Successfully gaining strength and size from months of BBB. But now I’m thinking of trying 5s Pro because:

  • Bad left shoulder. Overhead press 50% x 10 x 5 can be too much for my shoulder sometimes. Chins, pullups, Kroc row sometimes gave me this tolerable pain too. There’s one time I have to stop lifting for a month due to my shoulder.
  • Bad left knee. Squats 50% x 10 x 5 can be too much for my knee. I tend to get tolerable pain after squats especially during cold weather and walking down stairs.

5x5 seems like the sweet spot for me. I’m the kind that love to superset my warm up, main lift and FSL 5x5 with assistance lift to save time.
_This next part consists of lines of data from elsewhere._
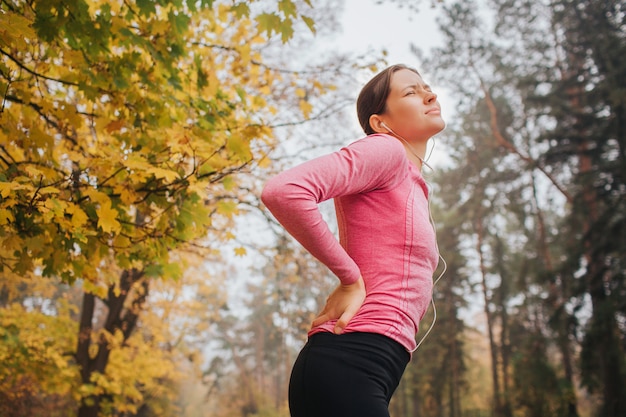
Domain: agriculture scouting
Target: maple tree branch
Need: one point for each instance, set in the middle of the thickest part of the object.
(33, 72)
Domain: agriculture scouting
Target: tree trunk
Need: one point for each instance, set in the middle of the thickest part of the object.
(497, 403)
(117, 319)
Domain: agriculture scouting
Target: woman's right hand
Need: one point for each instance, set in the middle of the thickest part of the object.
(342, 304)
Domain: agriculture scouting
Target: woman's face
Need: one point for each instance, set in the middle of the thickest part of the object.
(412, 110)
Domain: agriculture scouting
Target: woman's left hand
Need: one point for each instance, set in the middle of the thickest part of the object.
(342, 304)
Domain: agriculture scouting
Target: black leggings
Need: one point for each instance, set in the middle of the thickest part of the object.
(348, 375)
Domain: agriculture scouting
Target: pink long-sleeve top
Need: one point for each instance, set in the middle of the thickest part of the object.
(385, 235)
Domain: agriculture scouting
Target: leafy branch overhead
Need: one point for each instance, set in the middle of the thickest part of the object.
(122, 124)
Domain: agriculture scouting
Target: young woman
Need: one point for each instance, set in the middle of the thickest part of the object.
(361, 342)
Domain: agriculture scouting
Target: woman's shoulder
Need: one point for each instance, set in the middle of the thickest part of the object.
(380, 144)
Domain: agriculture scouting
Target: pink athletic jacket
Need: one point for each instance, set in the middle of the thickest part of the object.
(385, 235)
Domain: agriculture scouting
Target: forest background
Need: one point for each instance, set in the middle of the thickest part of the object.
(140, 275)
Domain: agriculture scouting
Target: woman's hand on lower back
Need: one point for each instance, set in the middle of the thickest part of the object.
(342, 304)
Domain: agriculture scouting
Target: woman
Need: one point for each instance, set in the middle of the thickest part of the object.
(361, 342)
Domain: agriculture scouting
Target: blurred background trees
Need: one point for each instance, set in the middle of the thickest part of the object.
(140, 275)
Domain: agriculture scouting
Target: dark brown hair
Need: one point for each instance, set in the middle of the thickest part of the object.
(373, 97)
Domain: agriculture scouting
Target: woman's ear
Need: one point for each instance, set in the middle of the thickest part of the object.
(377, 124)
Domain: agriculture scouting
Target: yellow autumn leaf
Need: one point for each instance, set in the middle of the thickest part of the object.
(107, 218)
(79, 218)
(165, 174)
(306, 108)
(6, 217)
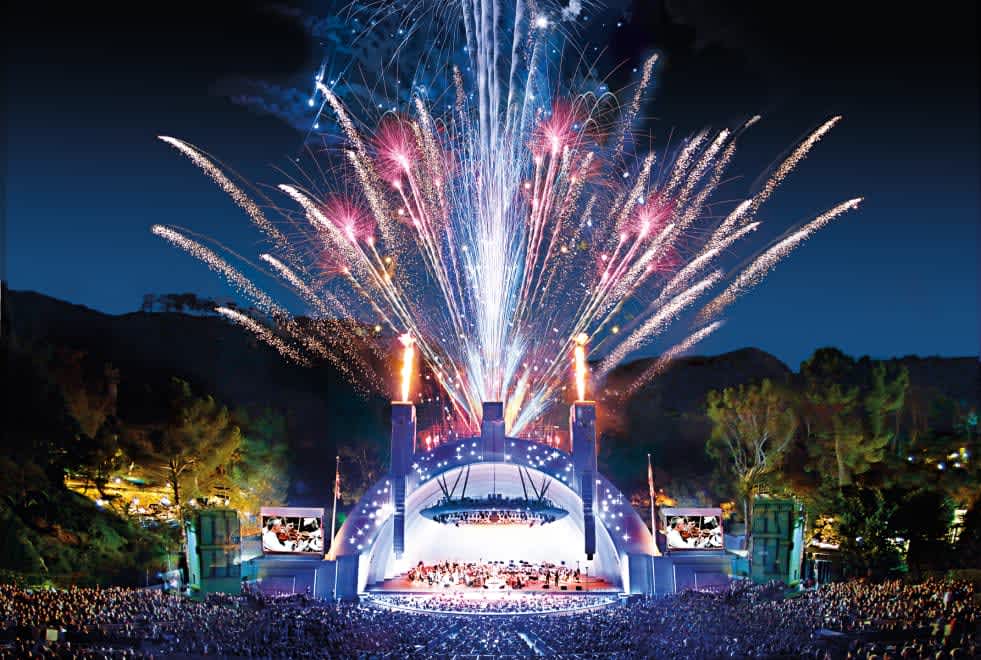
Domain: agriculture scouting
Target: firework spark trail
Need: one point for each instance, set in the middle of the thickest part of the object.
(792, 161)
(665, 358)
(263, 333)
(220, 266)
(305, 292)
(233, 191)
(631, 114)
(766, 261)
(656, 323)
(496, 231)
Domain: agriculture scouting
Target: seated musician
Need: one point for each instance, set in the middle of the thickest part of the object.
(678, 535)
(276, 538)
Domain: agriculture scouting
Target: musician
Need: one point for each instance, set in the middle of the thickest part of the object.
(678, 535)
(275, 538)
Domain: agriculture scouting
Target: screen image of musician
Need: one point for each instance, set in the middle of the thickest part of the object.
(694, 532)
(289, 534)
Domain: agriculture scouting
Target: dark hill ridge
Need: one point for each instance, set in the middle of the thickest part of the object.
(219, 358)
(666, 417)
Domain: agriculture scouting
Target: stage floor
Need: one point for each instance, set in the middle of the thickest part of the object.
(402, 584)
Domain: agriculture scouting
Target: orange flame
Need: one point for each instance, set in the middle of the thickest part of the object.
(408, 354)
(580, 357)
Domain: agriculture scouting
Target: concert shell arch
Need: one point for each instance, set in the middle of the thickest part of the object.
(370, 532)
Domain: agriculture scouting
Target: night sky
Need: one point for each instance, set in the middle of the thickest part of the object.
(89, 89)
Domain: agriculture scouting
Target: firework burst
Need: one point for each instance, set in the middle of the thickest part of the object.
(499, 230)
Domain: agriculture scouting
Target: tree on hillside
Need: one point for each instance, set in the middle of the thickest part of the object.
(190, 449)
(362, 465)
(753, 426)
(868, 532)
(90, 394)
(258, 472)
(845, 431)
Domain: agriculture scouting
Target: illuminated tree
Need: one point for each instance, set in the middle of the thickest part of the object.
(258, 472)
(752, 429)
(190, 449)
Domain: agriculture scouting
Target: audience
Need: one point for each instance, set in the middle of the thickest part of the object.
(855, 620)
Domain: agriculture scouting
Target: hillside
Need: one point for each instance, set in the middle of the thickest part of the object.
(666, 417)
(218, 358)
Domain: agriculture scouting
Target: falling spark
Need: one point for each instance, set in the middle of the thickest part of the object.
(408, 356)
(263, 333)
(491, 226)
(659, 365)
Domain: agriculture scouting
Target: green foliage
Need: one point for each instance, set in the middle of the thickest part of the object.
(844, 409)
(190, 448)
(866, 526)
(361, 466)
(753, 426)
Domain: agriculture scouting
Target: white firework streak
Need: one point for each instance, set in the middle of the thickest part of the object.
(237, 194)
(263, 333)
(656, 323)
(666, 358)
(791, 162)
(766, 261)
(220, 266)
(504, 226)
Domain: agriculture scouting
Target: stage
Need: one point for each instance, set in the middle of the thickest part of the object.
(481, 602)
(402, 584)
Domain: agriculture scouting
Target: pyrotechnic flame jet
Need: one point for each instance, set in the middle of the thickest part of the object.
(504, 217)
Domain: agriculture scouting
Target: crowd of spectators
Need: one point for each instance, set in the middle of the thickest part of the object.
(934, 619)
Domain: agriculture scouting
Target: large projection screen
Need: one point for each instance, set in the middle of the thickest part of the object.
(689, 529)
(292, 530)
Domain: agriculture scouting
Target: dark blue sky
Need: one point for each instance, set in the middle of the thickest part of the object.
(89, 89)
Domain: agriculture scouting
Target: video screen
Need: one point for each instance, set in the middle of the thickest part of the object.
(292, 531)
(693, 529)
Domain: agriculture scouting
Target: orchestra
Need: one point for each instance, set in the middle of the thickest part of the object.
(495, 575)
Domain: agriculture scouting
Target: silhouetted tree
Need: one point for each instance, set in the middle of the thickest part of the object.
(753, 426)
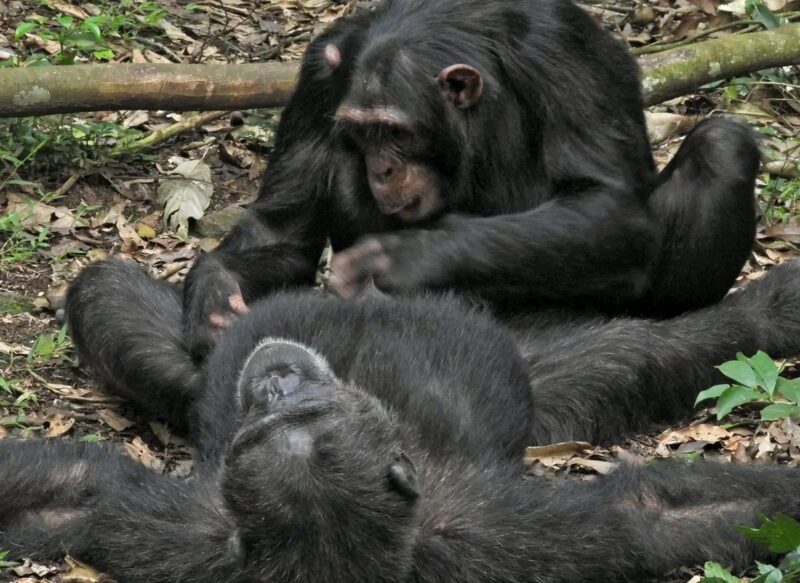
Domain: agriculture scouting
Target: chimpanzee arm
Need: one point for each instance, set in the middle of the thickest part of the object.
(107, 510)
(279, 241)
(596, 245)
(633, 524)
(636, 372)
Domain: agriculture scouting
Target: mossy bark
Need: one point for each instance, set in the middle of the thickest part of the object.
(46, 90)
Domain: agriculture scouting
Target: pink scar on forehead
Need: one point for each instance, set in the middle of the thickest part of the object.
(380, 115)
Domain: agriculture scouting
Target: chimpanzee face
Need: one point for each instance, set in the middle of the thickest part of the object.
(405, 124)
(310, 453)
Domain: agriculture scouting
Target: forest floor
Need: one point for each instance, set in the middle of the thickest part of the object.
(67, 200)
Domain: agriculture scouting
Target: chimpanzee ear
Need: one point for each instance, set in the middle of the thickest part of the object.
(403, 476)
(462, 84)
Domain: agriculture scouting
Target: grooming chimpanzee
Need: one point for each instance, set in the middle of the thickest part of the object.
(379, 440)
(496, 147)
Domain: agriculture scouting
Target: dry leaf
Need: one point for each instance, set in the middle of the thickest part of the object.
(555, 454)
(186, 195)
(702, 432)
(58, 424)
(139, 451)
(114, 420)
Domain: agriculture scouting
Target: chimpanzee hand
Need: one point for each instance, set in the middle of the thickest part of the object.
(400, 261)
(212, 301)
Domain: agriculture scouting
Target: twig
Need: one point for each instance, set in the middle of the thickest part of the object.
(166, 133)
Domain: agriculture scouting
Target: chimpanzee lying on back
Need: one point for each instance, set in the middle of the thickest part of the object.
(495, 147)
(379, 440)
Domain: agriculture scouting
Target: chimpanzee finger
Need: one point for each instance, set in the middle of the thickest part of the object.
(353, 267)
(237, 304)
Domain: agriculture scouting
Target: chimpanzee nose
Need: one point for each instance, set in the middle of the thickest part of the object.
(383, 169)
(278, 369)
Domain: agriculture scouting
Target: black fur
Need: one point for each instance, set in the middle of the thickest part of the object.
(550, 192)
(390, 450)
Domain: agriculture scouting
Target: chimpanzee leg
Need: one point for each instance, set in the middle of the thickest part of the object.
(642, 523)
(604, 379)
(706, 207)
(127, 328)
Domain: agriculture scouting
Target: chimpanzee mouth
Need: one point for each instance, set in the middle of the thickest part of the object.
(407, 208)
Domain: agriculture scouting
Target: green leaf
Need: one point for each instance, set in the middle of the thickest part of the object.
(92, 27)
(739, 371)
(735, 396)
(765, 368)
(779, 411)
(24, 29)
(711, 393)
(780, 534)
(104, 55)
(716, 573)
(65, 20)
(767, 574)
(789, 389)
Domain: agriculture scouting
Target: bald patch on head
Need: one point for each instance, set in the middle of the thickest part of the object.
(390, 116)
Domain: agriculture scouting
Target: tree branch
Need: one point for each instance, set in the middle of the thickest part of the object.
(68, 89)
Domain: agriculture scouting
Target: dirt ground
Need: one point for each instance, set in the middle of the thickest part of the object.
(106, 206)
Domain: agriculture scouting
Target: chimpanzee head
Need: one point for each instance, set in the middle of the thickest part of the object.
(315, 477)
(407, 118)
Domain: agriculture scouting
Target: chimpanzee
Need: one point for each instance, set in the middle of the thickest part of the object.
(380, 440)
(495, 147)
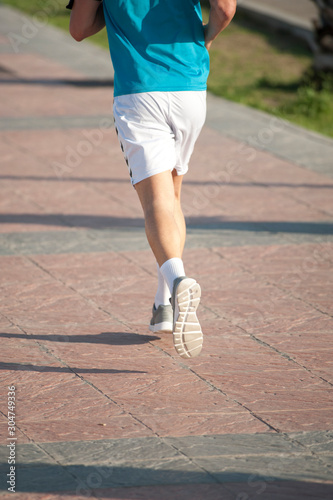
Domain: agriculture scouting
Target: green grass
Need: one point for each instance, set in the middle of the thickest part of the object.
(251, 65)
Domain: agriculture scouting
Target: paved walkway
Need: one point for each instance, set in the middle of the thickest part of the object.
(297, 12)
(103, 408)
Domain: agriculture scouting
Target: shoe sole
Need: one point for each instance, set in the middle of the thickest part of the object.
(164, 327)
(187, 334)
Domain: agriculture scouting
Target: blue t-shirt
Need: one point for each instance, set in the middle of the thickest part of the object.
(156, 45)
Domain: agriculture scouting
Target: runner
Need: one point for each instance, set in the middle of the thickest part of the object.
(159, 51)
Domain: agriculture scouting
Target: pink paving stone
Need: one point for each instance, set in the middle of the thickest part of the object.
(36, 99)
(204, 424)
(84, 429)
(21, 437)
(39, 303)
(303, 342)
(36, 66)
(299, 420)
(15, 268)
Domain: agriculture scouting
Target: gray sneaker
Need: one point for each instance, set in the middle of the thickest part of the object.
(161, 320)
(187, 334)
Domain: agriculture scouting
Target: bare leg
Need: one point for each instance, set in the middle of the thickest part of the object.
(165, 226)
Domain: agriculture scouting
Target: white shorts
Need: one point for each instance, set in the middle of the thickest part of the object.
(157, 131)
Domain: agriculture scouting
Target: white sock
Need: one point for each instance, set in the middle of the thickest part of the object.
(163, 293)
(172, 269)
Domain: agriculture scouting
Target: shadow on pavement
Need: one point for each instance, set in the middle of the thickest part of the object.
(210, 223)
(88, 481)
(108, 338)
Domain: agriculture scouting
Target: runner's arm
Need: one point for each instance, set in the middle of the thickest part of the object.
(220, 15)
(87, 18)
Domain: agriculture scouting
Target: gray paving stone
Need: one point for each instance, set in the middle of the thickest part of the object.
(288, 467)
(153, 472)
(235, 445)
(320, 442)
(268, 133)
(53, 122)
(112, 451)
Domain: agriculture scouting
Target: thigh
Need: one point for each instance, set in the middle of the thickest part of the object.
(187, 118)
(145, 135)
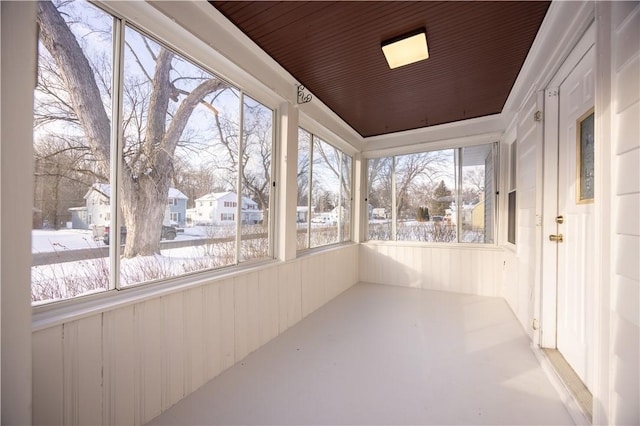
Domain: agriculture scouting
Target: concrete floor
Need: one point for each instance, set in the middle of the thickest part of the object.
(385, 355)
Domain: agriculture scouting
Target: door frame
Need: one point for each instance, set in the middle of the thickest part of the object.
(549, 283)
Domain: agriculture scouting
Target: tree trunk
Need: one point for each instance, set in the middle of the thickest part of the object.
(145, 184)
(80, 80)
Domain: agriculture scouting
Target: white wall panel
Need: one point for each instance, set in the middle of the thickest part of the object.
(127, 365)
(194, 339)
(173, 349)
(119, 358)
(47, 377)
(289, 295)
(149, 359)
(82, 367)
(625, 287)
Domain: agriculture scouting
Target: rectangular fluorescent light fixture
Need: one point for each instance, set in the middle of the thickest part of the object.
(406, 49)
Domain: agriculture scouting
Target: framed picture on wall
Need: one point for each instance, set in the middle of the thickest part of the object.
(585, 158)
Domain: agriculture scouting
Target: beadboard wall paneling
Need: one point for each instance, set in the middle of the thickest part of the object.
(128, 365)
(472, 270)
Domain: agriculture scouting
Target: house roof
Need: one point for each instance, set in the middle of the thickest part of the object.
(333, 49)
(215, 196)
(105, 189)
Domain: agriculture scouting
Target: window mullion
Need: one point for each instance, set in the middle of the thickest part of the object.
(311, 151)
(117, 142)
(458, 191)
(340, 195)
(394, 203)
(239, 184)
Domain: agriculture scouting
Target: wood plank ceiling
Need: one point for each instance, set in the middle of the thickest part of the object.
(476, 50)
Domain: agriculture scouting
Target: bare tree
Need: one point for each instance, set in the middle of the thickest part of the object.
(411, 171)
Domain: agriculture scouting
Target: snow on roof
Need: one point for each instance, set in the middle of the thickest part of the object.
(177, 194)
(215, 196)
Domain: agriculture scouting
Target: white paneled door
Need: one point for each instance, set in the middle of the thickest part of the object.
(575, 226)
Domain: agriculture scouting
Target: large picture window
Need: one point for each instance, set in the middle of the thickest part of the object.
(324, 193)
(147, 166)
(435, 196)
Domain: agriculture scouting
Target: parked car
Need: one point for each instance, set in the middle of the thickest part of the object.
(167, 233)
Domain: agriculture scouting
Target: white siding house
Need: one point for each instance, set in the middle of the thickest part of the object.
(221, 208)
(97, 211)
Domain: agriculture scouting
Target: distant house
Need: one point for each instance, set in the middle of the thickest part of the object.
(177, 203)
(302, 214)
(379, 213)
(221, 208)
(97, 209)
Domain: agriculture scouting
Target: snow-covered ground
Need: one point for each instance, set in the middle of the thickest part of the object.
(48, 240)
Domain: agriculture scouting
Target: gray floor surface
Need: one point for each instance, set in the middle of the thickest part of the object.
(385, 355)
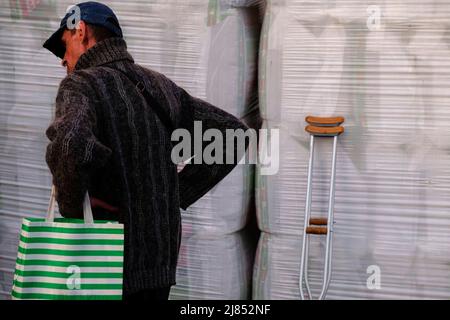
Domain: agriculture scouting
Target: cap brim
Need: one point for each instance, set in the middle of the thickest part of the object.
(54, 43)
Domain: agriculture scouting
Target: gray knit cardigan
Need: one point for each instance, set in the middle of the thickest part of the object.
(107, 139)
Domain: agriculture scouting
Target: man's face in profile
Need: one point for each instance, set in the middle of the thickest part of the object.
(76, 43)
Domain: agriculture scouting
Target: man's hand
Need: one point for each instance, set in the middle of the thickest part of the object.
(97, 203)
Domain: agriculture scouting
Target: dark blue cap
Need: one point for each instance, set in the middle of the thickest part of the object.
(90, 12)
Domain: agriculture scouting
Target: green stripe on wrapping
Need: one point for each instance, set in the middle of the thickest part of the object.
(105, 264)
(112, 242)
(73, 253)
(63, 286)
(70, 220)
(72, 230)
(83, 275)
(63, 297)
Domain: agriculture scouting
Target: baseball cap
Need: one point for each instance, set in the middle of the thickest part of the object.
(90, 12)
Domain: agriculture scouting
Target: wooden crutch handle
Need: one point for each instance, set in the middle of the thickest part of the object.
(318, 221)
(324, 131)
(317, 230)
(324, 122)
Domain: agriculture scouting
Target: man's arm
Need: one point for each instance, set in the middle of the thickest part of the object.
(74, 149)
(195, 180)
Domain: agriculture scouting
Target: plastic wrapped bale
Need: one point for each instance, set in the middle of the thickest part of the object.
(389, 79)
(29, 77)
(214, 267)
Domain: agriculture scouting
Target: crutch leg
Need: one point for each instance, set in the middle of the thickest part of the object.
(305, 243)
(319, 127)
(328, 250)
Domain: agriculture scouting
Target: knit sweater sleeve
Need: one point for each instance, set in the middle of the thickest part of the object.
(73, 150)
(195, 180)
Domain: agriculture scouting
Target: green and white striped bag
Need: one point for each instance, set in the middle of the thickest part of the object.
(69, 259)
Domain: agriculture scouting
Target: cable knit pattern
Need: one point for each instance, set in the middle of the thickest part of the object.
(107, 139)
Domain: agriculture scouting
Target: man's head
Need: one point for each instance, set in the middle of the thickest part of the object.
(83, 26)
(77, 41)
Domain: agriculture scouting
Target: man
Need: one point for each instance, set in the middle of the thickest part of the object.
(112, 137)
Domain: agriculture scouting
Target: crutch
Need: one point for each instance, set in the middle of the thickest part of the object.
(319, 127)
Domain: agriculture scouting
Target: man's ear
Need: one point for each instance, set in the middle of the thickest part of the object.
(82, 31)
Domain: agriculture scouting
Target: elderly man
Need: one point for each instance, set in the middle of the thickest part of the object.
(111, 136)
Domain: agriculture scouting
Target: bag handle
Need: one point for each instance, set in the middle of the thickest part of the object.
(87, 211)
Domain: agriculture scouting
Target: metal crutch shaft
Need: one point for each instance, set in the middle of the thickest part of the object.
(319, 127)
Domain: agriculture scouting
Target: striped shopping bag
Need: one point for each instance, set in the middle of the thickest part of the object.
(69, 259)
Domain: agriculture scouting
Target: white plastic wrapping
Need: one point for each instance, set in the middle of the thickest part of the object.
(207, 47)
(214, 267)
(389, 78)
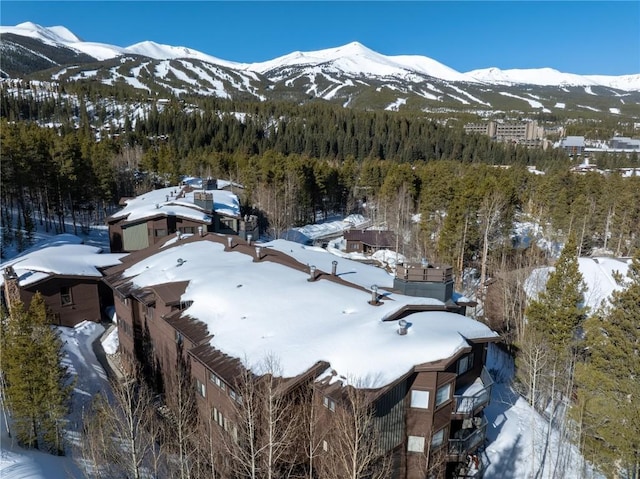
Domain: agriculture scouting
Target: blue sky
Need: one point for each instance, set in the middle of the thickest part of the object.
(584, 37)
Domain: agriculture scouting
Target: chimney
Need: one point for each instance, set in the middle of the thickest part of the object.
(374, 295)
(11, 287)
(312, 273)
(402, 327)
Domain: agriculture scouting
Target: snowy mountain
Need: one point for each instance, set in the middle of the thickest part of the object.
(551, 77)
(350, 75)
(356, 59)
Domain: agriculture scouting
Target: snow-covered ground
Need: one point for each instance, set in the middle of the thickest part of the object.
(515, 431)
(19, 463)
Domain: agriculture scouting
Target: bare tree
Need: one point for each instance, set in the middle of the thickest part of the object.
(119, 433)
(259, 438)
(491, 217)
(182, 417)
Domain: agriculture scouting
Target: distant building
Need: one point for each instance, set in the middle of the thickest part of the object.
(527, 133)
(67, 274)
(369, 241)
(150, 217)
(573, 145)
(623, 143)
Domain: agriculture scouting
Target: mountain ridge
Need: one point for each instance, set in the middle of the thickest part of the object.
(353, 57)
(350, 75)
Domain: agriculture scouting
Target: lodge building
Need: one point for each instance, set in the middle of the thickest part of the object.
(223, 303)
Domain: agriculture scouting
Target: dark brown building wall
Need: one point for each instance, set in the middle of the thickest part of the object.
(85, 300)
(125, 327)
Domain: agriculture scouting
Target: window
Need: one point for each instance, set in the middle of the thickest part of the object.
(201, 388)
(329, 403)
(65, 296)
(443, 394)
(218, 417)
(465, 363)
(415, 444)
(438, 438)
(185, 304)
(420, 399)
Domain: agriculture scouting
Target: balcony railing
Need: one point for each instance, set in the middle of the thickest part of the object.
(422, 273)
(474, 397)
(471, 440)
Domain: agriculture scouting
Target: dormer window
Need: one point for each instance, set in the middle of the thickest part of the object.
(329, 403)
(65, 296)
(465, 363)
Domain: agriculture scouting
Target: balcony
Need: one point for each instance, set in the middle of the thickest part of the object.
(468, 439)
(472, 398)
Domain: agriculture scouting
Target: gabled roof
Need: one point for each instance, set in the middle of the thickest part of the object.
(176, 201)
(374, 238)
(268, 307)
(63, 255)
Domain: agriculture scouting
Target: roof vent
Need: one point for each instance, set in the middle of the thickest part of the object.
(374, 295)
(402, 327)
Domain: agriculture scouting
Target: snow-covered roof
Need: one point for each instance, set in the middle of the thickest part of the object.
(177, 201)
(572, 141)
(63, 255)
(257, 309)
(598, 274)
(306, 234)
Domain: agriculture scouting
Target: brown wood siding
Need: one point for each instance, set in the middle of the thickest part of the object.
(85, 305)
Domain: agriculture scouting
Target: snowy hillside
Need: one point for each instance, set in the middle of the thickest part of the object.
(61, 36)
(356, 59)
(352, 58)
(552, 77)
(350, 75)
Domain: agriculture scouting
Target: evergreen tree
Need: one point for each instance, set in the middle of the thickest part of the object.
(608, 382)
(559, 309)
(37, 387)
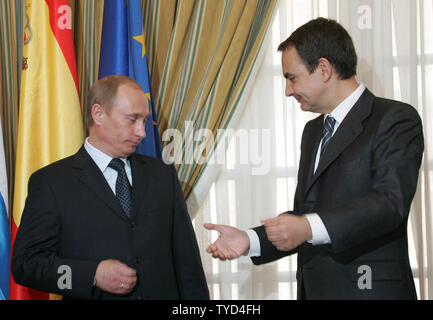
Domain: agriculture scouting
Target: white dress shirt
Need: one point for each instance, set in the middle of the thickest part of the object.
(319, 233)
(102, 160)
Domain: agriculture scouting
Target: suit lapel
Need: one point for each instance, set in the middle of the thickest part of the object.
(91, 176)
(308, 153)
(347, 132)
(142, 178)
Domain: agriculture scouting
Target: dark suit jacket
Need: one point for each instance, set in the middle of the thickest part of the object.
(362, 190)
(72, 218)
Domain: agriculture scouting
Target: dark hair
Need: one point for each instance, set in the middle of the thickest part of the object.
(324, 38)
(103, 92)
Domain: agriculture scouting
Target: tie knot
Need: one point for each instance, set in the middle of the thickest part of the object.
(117, 164)
(329, 123)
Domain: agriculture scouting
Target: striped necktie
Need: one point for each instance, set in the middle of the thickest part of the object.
(328, 129)
(123, 188)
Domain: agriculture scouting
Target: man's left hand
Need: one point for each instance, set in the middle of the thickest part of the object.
(287, 231)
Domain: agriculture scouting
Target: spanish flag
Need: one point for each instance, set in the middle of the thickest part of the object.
(50, 121)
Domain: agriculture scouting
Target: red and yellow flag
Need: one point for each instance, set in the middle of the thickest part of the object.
(50, 122)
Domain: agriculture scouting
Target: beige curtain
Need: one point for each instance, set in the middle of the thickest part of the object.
(212, 48)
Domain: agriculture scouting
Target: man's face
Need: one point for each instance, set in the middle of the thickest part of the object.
(306, 88)
(124, 127)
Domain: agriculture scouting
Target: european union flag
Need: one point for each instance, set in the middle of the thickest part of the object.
(123, 52)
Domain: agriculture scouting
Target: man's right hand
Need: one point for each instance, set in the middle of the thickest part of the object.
(231, 243)
(115, 277)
I train just to be strong and healthy, so PR isn’t something that bothered me. Since brisk walk is my only choice for conditioning, I walk at flat ground and running uphill 3 to 5km in the morning, Agile 8 and steps jump x 10 everyday. I don’t have jump box at home so I jump on steps as alternative.

Thinking of training setup as below:

Bench press 5s Pro
FSL 5x5
Dumbbell snatch x 10 x 5
Incline dumbbell press x 10 x 5
Dumbbell shrug x 10 x 5

Squat 5s Pro
FSL 5x5
Ab-wheel rollout x 10 x 5
Yates row x 10 x 5
Dumbbell bench press x 10 x 5

Overhead press 5s Pro
FSL 5x5
Single leg box squat/ single leg deadlift x 10 x 5
Close grip bench press x 10 x 5
Biceps dumbbell curl x 10 x 5

Deadlift 5s Pro
FSL 5x5
Good morning x 10 x 5
Incline dumbbell press x 10 x 5
Dumbbell row x 10 x 5

Can this routine get your seal of approval?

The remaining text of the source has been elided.